In September, 2014, AbbVie Inc., and California Life Sciences LLC announced a research and development (R&D) collaboration intended to help the two companies discover, develop and bring to market new therapies for patients with age-related diseases, including for neurodegeneration and cancer. Calico is the Google-backed life sciences company led by Arthur D. Levinson—former chairman and CEO of Genentech, and Hal V Barron, MD—former executive vice president and chief medical officer of Genentech.
Besides, Google co-founder Sergey Brin, who has a genetic mutation that sharply raises his risk for Parkinson’s, has donated nearly $125 million to the Michael J Fox Foundation and $7 million to the Parkinson’s Institute.
Paul Allen, co-founder of Microsoft Corp., donated $100 million to establish the Allen Institute for Cell Science, which models the complex mechanisms of living cells.
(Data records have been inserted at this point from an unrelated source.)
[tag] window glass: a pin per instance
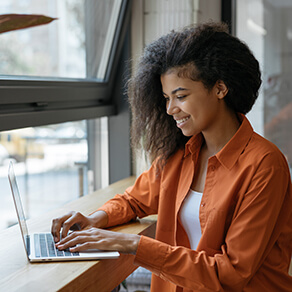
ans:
(50, 164)
(77, 45)
(266, 26)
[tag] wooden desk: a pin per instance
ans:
(17, 274)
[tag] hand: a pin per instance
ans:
(76, 221)
(95, 238)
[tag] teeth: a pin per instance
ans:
(182, 120)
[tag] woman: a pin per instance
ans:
(222, 192)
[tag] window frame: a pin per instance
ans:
(30, 102)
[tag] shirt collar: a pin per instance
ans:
(230, 153)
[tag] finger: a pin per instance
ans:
(84, 246)
(57, 224)
(72, 241)
(70, 222)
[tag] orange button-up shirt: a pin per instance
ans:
(245, 217)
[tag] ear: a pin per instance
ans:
(221, 89)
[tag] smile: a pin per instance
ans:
(182, 120)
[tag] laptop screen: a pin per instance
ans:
(18, 207)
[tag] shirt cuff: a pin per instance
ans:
(151, 254)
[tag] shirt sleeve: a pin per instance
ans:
(256, 225)
(139, 200)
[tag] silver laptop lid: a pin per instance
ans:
(19, 208)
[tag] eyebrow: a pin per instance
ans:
(176, 90)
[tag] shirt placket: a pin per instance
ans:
(209, 184)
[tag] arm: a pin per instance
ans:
(256, 225)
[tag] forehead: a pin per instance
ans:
(171, 83)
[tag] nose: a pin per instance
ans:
(171, 107)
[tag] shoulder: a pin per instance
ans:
(264, 153)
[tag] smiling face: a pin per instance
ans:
(194, 107)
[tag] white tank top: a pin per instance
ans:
(189, 217)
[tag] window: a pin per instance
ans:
(266, 26)
(59, 83)
(65, 70)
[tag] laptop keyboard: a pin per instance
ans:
(45, 247)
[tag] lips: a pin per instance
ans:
(182, 120)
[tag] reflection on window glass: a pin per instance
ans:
(50, 163)
(77, 45)
(266, 26)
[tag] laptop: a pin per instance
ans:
(40, 247)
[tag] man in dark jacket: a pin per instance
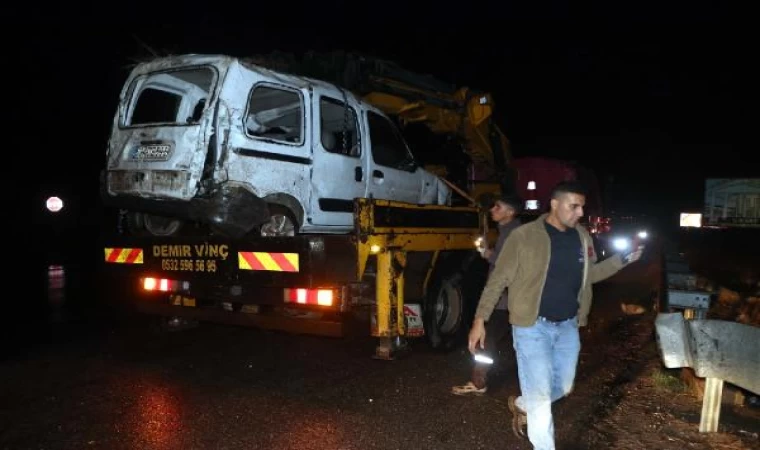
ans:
(504, 211)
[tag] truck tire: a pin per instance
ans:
(451, 300)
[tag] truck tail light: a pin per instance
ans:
(321, 297)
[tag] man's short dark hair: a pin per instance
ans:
(569, 187)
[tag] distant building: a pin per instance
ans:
(732, 202)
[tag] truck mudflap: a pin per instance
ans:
(305, 261)
(281, 319)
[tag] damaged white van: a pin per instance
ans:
(217, 141)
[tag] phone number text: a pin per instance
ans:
(189, 265)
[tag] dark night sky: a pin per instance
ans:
(649, 96)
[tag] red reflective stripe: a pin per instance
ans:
(115, 252)
(283, 262)
(133, 254)
(253, 261)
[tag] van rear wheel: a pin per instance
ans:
(281, 223)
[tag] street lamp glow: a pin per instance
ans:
(54, 204)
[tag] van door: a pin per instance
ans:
(340, 167)
(160, 145)
(394, 173)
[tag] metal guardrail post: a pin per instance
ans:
(708, 422)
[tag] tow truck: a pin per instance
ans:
(415, 265)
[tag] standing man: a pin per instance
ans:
(549, 266)
(504, 211)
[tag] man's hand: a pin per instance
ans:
(477, 335)
(633, 257)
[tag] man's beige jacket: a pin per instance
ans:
(522, 266)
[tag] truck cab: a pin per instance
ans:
(221, 143)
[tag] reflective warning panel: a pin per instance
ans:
(124, 255)
(276, 262)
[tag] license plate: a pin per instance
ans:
(152, 152)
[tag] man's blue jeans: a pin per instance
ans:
(547, 357)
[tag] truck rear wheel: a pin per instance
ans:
(444, 313)
(452, 298)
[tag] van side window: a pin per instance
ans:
(388, 147)
(338, 127)
(275, 114)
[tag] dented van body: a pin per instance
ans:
(215, 140)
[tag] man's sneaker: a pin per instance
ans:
(468, 389)
(519, 418)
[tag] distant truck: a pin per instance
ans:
(536, 176)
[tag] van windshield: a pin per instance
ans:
(176, 97)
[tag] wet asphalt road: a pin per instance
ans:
(79, 376)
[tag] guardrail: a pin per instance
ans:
(717, 350)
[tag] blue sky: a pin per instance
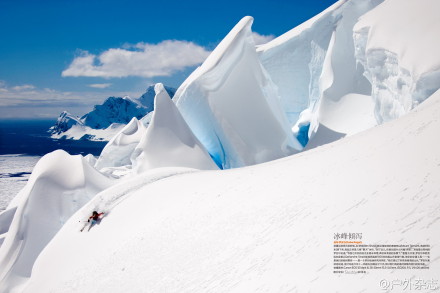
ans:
(60, 55)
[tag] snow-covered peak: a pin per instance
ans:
(97, 124)
(168, 141)
(232, 106)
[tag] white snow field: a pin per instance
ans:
(265, 228)
(59, 185)
(357, 87)
(14, 173)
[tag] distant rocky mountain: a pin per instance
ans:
(104, 119)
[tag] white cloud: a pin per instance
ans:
(100, 85)
(142, 59)
(262, 39)
(18, 101)
(23, 87)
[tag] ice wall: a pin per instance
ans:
(168, 141)
(315, 62)
(232, 106)
(400, 54)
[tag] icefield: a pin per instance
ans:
(238, 182)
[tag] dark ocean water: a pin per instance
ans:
(30, 138)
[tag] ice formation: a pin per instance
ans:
(400, 54)
(246, 230)
(118, 150)
(332, 76)
(107, 119)
(168, 141)
(59, 185)
(232, 106)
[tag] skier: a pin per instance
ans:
(93, 219)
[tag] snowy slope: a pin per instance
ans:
(263, 228)
(59, 185)
(400, 54)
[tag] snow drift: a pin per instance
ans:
(268, 227)
(59, 185)
(400, 54)
(168, 141)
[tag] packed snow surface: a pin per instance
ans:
(59, 185)
(168, 141)
(397, 43)
(255, 229)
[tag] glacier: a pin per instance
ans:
(176, 223)
(401, 76)
(59, 185)
(107, 119)
(232, 107)
(246, 230)
(168, 141)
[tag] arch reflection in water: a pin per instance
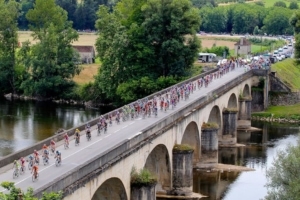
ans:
(22, 123)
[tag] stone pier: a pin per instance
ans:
(182, 171)
(209, 147)
(229, 128)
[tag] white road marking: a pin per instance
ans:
(64, 159)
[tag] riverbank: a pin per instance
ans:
(282, 114)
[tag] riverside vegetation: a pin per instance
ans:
(137, 56)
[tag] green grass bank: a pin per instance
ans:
(289, 73)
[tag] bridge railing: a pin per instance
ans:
(83, 173)
(6, 160)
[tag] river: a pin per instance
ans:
(259, 153)
(24, 123)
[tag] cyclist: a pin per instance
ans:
(66, 136)
(77, 135)
(58, 156)
(36, 156)
(30, 161)
(22, 161)
(16, 165)
(52, 144)
(45, 152)
(35, 170)
(88, 132)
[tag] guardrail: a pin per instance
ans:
(38, 146)
(85, 172)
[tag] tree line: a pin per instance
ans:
(81, 13)
(244, 18)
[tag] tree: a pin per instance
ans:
(213, 19)
(52, 61)
(280, 4)
(256, 31)
(277, 21)
(16, 193)
(9, 11)
(145, 39)
(293, 5)
(295, 23)
(283, 177)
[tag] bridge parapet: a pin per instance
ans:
(89, 170)
(29, 150)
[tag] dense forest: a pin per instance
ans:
(143, 45)
(236, 18)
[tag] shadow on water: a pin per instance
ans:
(259, 152)
(22, 123)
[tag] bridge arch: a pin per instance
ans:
(158, 163)
(246, 91)
(112, 188)
(232, 101)
(215, 117)
(191, 136)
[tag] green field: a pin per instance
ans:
(290, 112)
(288, 72)
(259, 48)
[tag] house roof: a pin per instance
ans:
(82, 49)
(243, 42)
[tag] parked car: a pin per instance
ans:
(279, 58)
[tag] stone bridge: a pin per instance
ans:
(208, 120)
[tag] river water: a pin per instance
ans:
(24, 123)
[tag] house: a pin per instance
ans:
(86, 53)
(242, 47)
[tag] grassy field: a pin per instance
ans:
(258, 48)
(288, 72)
(289, 112)
(89, 71)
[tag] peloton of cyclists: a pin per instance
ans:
(16, 165)
(53, 146)
(45, 152)
(66, 137)
(36, 156)
(77, 136)
(58, 156)
(35, 170)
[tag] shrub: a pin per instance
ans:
(142, 178)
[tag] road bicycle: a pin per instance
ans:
(76, 141)
(16, 173)
(35, 177)
(66, 144)
(57, 162)
(22, 170)
(30, 164)
(45, 160)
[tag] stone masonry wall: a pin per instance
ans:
(283, 98)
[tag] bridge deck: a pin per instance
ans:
(74, 156)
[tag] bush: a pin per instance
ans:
(183, 147)
(210, 125)
(142, 178)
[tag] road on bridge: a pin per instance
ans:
(116, 133)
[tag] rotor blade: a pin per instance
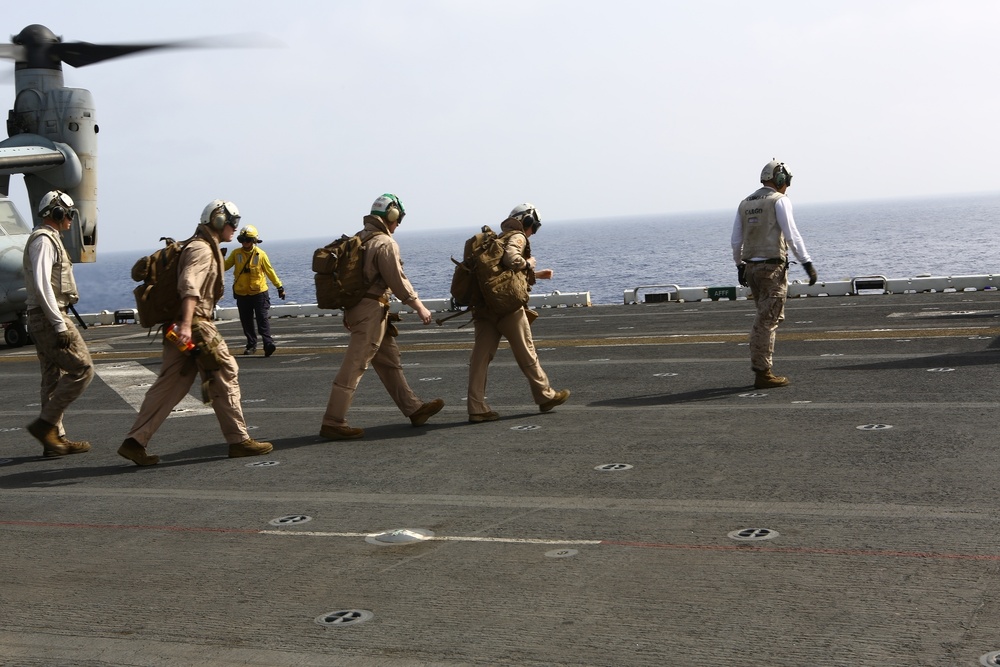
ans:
(12, 51)
(80, 54)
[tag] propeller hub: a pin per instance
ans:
(38, 41)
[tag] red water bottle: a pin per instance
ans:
(172, 336)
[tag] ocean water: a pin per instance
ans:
(896, 239)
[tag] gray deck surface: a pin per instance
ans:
(884, 546)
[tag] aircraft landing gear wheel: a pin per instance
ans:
(15, 335)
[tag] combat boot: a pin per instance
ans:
(249, 447)
(558, 399)
(48, 435)
(74, 446)
(767, 380)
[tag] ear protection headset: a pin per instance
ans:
(59, 209)
(222, 216)
(781, 176)
(392, 214)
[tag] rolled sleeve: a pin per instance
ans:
(390, 269)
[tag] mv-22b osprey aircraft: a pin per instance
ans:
(52, 140)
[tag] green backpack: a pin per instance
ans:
(339, 268)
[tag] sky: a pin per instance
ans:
(465, 108)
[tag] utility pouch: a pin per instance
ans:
(208, 342)
(390, 327)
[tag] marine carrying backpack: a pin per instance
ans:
(339, 267)
(157, 300)
(481, 279)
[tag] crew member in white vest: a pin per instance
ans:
(762, 233)
(65, 360)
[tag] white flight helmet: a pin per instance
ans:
(777, 172)
(219, 213)
(56, 205)
(389, 208)
(527, 214)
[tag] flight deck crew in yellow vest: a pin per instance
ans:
(66, 365)
(763, 231)
(250, 288)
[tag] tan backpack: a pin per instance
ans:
(156, 299)
(339, 268)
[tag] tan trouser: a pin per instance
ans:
(517, 331)
(369, 344)
(769, 285)
(66, 373)
(177, 373)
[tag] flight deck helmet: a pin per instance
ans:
(220, 213)
(57, 205)
(389, 208)
(248, 233)
(776, 172)
(528, 215)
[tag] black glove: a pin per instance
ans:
(811, 271)
(64, 340)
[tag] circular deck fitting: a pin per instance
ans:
(400, 536)
(561, 553)
(991, 659)
(752, 534)
(290, 519)
(344, 617)
(613, 467)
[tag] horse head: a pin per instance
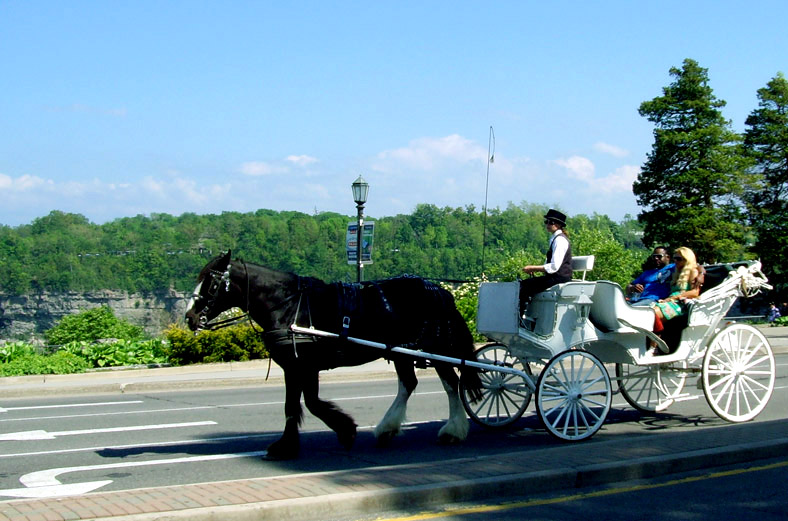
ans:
(212, 295)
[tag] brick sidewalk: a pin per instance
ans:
(378, 489)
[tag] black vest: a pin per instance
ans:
(564, 273)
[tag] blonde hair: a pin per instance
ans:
(691, 264)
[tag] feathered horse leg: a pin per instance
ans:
(328, 412)
(456, 429)
(391, 424)
(287, 447)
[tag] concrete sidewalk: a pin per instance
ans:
(321, 495)
(231, 374)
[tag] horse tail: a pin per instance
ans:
(462, 340)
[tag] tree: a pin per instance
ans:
(692, 181)
(766, 143)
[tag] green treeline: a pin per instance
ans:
(66, 252)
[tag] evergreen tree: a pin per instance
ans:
(691, 183)
(766, 142)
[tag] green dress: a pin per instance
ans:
(674, 308)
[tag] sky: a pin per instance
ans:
(114, 109)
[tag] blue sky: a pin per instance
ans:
(113, 109)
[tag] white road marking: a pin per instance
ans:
(44, 435)
(66, 405)
(204, 407)
(44, 483)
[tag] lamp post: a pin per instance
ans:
(360, 191)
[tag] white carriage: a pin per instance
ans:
(560, 353)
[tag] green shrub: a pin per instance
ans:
(14, 350)
(59, 363)
(230, 344)
(466, 297)
(120, 352)
(92, 325)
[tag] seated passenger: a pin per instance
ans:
(685, 285)
(654, 283)
(558, 266)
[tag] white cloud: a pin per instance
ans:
(430, 153)
(579, 167)
(302, 160)
(609, 149)
(620, 180)
(260, 168)
(23, 183)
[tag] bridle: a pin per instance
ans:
(219, 281)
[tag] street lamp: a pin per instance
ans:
(360, 191)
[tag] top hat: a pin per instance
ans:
(555, 215)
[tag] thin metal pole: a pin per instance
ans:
(490, 141)
(359, 264)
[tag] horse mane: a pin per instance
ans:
(209, 267)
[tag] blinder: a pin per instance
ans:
(218, 281)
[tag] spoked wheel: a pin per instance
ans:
(573, 395)
(504, 396)
(738, 373)
(651, 388)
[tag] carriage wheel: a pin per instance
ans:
(504, 396)
(738, 373)
(651, 388)
(573, 395)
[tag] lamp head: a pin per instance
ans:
(360, 190)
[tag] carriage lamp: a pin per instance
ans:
(583, 304)
(360, 191)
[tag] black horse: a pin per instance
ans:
(405, 311)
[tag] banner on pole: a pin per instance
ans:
(367, 238)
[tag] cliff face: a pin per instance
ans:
(27, 316)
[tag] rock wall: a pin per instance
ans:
(26, 317)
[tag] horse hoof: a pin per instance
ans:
(347, 440)
(384, 440)
(448, 439)
(279, 452)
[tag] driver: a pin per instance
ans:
(558, 265)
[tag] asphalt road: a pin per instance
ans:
(750, 492)
(120, 442)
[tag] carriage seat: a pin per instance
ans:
(609, 304)
(583, 263)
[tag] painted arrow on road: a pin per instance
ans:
(44, 483)
(44, 435)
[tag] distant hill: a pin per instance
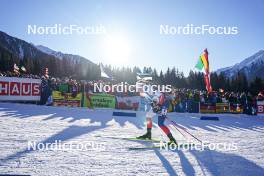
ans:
(252, 67)
(37, 58)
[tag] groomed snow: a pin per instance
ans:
(20, 124)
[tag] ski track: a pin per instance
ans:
(21, 123)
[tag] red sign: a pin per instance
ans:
(12, 88)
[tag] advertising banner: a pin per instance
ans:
(130, 103)
(260, 105)
(19, 89)
(66, 99)
(101, 100)
(236, 108)
(222, 107)
(207, 108)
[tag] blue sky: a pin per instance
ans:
(138, 23)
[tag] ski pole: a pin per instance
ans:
(178, 130)
(175, 124)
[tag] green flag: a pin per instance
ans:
(199, 64)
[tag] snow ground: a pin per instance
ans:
(20, 124)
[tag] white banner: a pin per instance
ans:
(19, 89)
(128, 102)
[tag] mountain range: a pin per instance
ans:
(37, 57)
(251, 67)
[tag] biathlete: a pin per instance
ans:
(159, 105)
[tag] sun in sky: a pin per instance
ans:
(117, 49)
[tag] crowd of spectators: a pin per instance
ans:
(182, 100)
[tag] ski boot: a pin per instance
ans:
(146, 135)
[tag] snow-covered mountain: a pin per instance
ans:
(22, 49)
(252, 67)
(36, 58)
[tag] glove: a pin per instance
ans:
(156, 108)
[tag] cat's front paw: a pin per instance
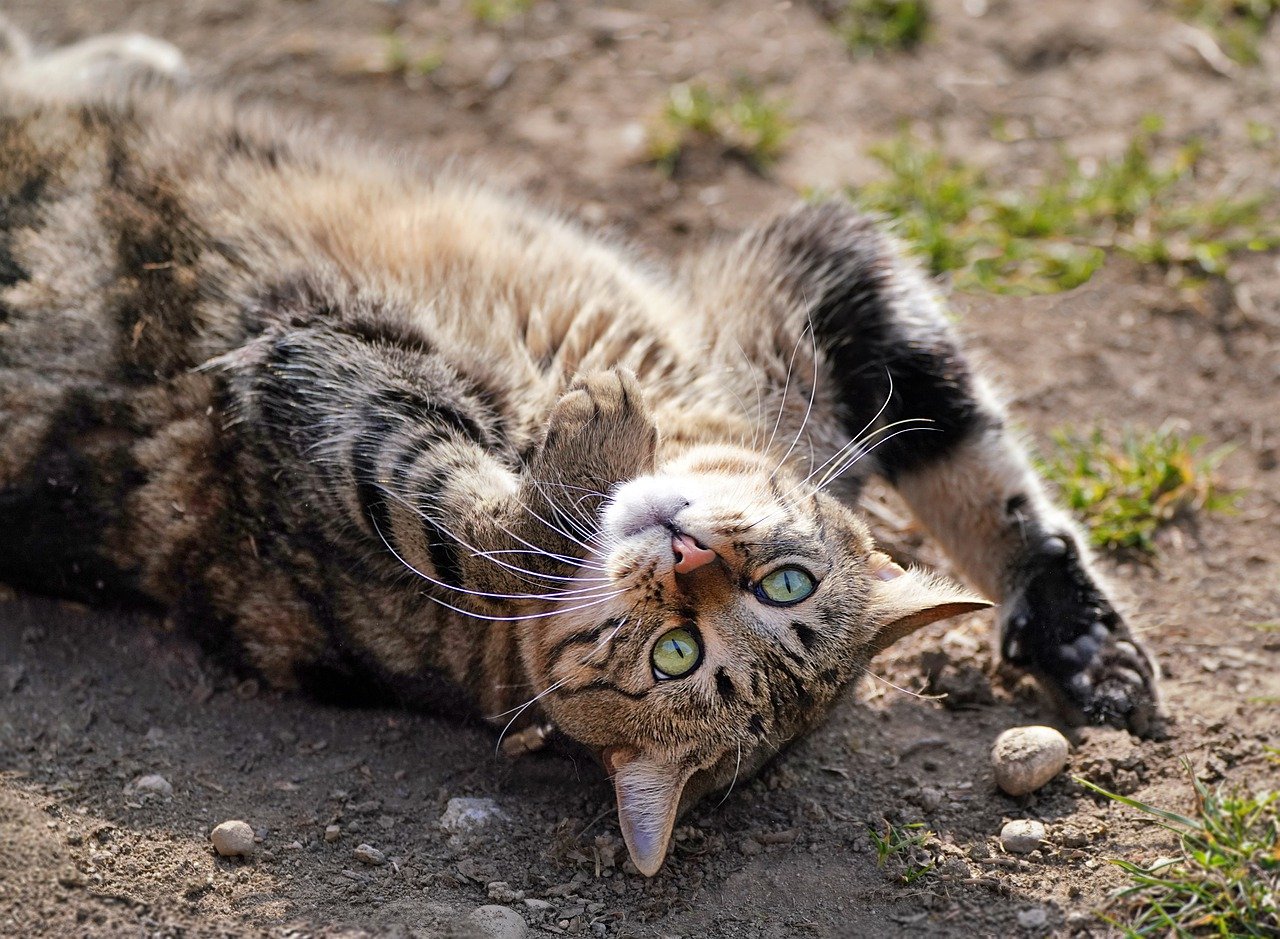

Predictive models of the cell could accelerate the development of treatments for age-related diseases, and, conceivably, for aging itself.
PayPal cofounder Peter Thiel has invested several million dollars into longevity research in companies like SENS. J. Craig Venter, a billionaire scientist, has launched Human Longevity Inc. Closer home, S. “Kris” Gopalakrishnan, one of the founders of software services exporter Infosys Ltd, has been investing in brain computing research at various institutes.
Nevertheless, even if researchers do eventually find a solution to stop, or reverse the ageing process, the question that will have to be answered is: How is society going to cope with it? What does society do with humans who will never die? What will be the government’s birth policy? When will people retire from the jobs—that is if the bots and robots don’t snatch the jobs from us by then?
These questions, of course, are subjects for another day.